Cascading style sheets offer significant benefits for accessibility. When site text is formatted with CSS, users can override styles to format text to meet their needs. This allows users with limited vision or color blindness to change the size or color of text, for example. It is important to note that if HTML is used to format text, this formatting overrides all CSS styles, including user-defined styles; therefore, if the use of CSS for formatting text is standardized, it should be applied consistently across the site.


Rich media content

Flash Professional CC provides the tools for creating exciting and engaging content on the web. Adobe Flash Player 11 allows users of assistive technologies to access this content in ways not previously possible, making the best experience on the web available to all. When creating accessible rich media using Flash Professional CC, it is important to pay attention to the screen reader environment. Designers and developers need to provide text equivalents for elements within a movie that must flow in a logical sequence when read by a screen reader.
A second issue for designers of rich media content is device independence. The movie must support keyboard- and mouse-based interactions. Creating this kind of content may require guidance for novice developers. More information on this and other issues is available at the Adobe Accessibility Resource Center.

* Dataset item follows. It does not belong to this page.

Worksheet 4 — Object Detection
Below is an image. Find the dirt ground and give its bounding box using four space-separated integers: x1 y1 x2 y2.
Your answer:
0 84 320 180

Plug-ins enable browsers to display a particular file format. Each plug-in requires a distinct strategy for accessibility. The use of plug-ins must also comply with standards for software. Similar to standards for web content, the software standards also require that the plug-in function without a mouse.
Use of video and audio content requires a synchronized text alternative, typically in the form of closed captioning. If an organization frequently uses video or audio on its site, it should invest in hardware and software tools that support closed captioning.